I'm curious about other people's experiences and knowledge with NRI's.
The one's that I know of are Desipramine (Norpramin), Nortriptyline (Pamelor), atomoxetine (Strattera), and reboxetine (Edronax).
I have personal experience with Nortriptyline at 150mg a day which puts my blood levels on the lower end of the therapeutic window. I'm a fast metabolizer of this medicine so most people wouldn't take as much as me to get the same blood levels.
Nortriptyline has significant antihistamine effects, granted no where close to that of the older tricyclics like amitriptyline or imipramine. For me, this helps me fall asleep and the sedation has worn off by the time I'm ready to wake up.
In the day, it provides a very subtle and mild mental stimulation that helps me stay on task and focus and I can drive a car in rush hour traffic without blasting heavy metal and/or having coffee before hand. This is probably the NRI effect and also might have something to do with it's 5ht2a/c properties.

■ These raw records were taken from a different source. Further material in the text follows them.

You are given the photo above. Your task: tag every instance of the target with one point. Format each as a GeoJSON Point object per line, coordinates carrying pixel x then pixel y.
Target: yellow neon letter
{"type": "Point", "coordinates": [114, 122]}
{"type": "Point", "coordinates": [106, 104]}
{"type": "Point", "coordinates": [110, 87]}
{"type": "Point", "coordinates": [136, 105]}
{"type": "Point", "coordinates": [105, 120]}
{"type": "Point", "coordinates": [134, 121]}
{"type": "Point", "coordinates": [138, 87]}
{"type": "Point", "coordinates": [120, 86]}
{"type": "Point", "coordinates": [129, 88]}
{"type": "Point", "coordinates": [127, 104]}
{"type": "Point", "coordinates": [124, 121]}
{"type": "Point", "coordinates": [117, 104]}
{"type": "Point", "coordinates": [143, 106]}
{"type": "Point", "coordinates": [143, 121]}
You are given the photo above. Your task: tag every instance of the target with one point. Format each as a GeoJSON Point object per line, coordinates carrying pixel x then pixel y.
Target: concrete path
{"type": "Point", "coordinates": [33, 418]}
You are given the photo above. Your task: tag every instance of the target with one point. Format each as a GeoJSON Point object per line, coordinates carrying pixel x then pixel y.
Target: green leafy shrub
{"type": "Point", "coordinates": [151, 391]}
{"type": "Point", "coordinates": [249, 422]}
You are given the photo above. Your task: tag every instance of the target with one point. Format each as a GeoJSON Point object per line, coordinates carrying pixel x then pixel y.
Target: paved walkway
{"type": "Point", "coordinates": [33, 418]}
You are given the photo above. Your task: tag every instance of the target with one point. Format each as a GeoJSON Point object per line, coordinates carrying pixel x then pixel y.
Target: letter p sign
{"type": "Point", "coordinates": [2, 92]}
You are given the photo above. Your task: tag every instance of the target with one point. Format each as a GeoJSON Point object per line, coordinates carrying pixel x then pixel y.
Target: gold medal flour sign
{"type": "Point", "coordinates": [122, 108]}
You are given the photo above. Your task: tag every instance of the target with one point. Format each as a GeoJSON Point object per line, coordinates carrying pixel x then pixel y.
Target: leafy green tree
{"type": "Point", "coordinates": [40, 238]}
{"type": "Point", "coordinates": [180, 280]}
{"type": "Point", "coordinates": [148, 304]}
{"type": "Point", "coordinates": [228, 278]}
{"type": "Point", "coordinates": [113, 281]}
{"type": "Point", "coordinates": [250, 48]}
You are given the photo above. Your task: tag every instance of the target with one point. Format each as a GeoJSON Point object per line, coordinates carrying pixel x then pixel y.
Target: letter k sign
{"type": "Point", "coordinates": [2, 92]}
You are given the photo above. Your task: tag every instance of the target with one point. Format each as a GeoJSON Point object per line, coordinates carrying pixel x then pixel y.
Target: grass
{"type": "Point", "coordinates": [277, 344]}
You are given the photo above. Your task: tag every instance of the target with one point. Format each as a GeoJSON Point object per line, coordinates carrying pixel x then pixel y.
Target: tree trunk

It does have some alpha1 activity which causes orthostatic hypotension which in turn can cause dizziness upon standing.
There is also it's muscarinic antagonism which for me in addition to the antihistamine effects eliminates my nervous stomach syndrome syptoms entirely. For others, it might cause brain fog, constipation, sedation, and weight gain. This mach antagonism very well might be a significant part of it's antidepressant effect given the much lower effectiveness for reboxetine and strattera.
It does help a ton for anxiety and gives me a lot of relief but not full relief (on it's own) from depression. It does cause an increased pulse for me but blood pressure is unaffected.

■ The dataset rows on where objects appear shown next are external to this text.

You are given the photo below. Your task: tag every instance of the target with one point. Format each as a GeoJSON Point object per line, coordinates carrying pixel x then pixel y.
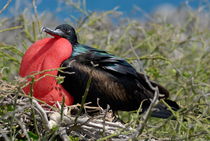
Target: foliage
{"type": "Point", "coordinates": [177, 56]}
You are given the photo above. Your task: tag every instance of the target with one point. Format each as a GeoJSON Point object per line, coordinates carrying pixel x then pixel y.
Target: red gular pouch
{"type": "Point", "coordinates": [42, 60]}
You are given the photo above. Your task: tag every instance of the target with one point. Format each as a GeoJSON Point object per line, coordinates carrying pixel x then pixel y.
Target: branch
{"type": "Point", "coordinates": [5, 6]}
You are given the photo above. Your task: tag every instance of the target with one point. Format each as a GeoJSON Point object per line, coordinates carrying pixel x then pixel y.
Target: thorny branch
{"type": "Point", "coordinates": [47, 119]}
{"type": "Point", "coordinates": [5, 6]}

It has no more overdose potential than most SSRI's. The same is true of Desipramine. The same cannot be said of the older tricyclics.

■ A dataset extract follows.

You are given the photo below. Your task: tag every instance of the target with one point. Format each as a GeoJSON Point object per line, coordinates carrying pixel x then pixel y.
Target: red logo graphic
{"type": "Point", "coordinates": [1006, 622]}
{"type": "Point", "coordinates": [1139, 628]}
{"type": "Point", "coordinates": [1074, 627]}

I haven't taken Desipramine, but my understanding is that it's usually mildly to moderately activating and is more selective for NRI than nortriptyline which may or may not be a good thing depending on individual. Both of these are probably the most effective NRI's for depression and anxiety.
Desipramine used to be prescribed a lot more for adhd before the stimulants became popular.
Both Nortriptyline and Desipramine have poten 5ht2a/c antagonism effects which make them pair very well with SSRI's since that effect will mitigate some of the SSRI side effects. The stomach easing effect of nortriptyline gets rid of the stomach problems lexapro gives when I take them at the same time.
Arguably, both these tricyclics don't have any more sides or safety issues than the SSRIs.
I don't know much about Strattera or Edronax and have taken neither. I know Strattera was developed to be an antidepressant that had the NRI effects of tricyclics but without as many bad sides and it failed on both counts despite being much more selective. But it was effective for treating adhd so that's what it marketed for. This is one of the pieces of evidence that suggest the broad spectrum of effects in tricyclics might be part of it's therapeutic effect, not just the sides.
I know Edronax wasn't proven effective enough for depression to be marketed as such in the USA. When I read reports of it, it's usually used to augment other antidepressants or help with the sides of other antidepressants. I haven't found trials for adhd, but anecdotal reports suggest some success.